Coffee break

There were two significant (and probably related) coffee announcements this week: McDonald’s plans to add coffee bars to its stores, and Starbucks founder and chairman Howard Schultz has taken back his CEO role. I don’t have a horse in this race, since I prefer Dunkin Donuts’ coffee (unless there’s a Tim Hortons around, of course), wouldn’t set foot in a McDonald’s for anything except a fry-fix, and can’t stand Starbucks’ actual coffee (y’know, the black stuff).

I’ve read a lot of commentary on these moves — check out Megan McCardle’s and Bill Conerly’s — but I think the most salient insights come from this conversation between Roast Beef and Ray:

ME: Tell me what you like most about Starbucks I mean I know you get coffee there.

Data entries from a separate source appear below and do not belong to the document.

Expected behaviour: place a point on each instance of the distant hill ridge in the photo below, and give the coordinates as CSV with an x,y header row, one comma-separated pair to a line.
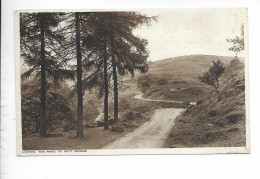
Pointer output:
x,y
185,67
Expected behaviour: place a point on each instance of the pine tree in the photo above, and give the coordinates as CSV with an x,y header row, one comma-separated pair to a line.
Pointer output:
x,y
128,52
39,41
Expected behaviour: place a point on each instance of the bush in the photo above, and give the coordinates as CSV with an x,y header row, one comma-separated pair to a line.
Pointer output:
x,y
144,81
162,81
212,113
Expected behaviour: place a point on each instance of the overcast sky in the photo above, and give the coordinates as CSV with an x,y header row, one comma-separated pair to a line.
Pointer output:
x,y
191,31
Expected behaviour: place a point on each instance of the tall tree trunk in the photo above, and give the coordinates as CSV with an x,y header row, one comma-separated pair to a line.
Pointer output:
x,y
114,76
79,79
106,126
43,78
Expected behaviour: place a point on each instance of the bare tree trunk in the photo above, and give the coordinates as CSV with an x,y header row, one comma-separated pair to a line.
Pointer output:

RAY: The chicks who work there, dude! All tight black pants, smilin’, hell of took a shower lately . . .

ME: Now tell me what you remember about the McDonald’s worker chicks.

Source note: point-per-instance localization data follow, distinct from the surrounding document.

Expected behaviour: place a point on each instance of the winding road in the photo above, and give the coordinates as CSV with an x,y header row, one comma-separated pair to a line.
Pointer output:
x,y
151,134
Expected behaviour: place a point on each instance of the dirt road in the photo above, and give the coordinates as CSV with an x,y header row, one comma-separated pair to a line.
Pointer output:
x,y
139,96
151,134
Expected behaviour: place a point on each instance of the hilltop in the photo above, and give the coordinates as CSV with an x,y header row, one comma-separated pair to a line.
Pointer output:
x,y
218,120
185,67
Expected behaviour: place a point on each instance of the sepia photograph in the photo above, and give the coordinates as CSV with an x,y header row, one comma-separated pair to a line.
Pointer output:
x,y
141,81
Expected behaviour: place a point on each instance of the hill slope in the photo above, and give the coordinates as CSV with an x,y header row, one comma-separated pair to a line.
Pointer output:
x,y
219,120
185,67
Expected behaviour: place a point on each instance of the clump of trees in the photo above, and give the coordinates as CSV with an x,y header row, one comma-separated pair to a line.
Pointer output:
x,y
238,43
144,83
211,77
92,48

RAY: They . . . they get these weird little purple blotches on their faces, but they don’t seem to come to a head. And . . . and they got those flappy bellies that the company makes them tuck into their pants. Bellies that could hang into a sink, but not stick out above a sink. Wait, hold on a minute, man–

ME: Plus think about it Ray if they can’t even repeat NUMBER THREE, DIET COKE how they gonna do with a double venti short tall nonfat mocha no foam cappuccino with two ice cubes and a half shot of sugarfree vanilla for Mackenzie who by the way is a skinny woman in Versace sunglasses and not a fat Irish man in an Aran cable sweater holding a Guinness.

Now go read some Achewood. I’m gonna get me some DD and finish up that Jan/Feb ish.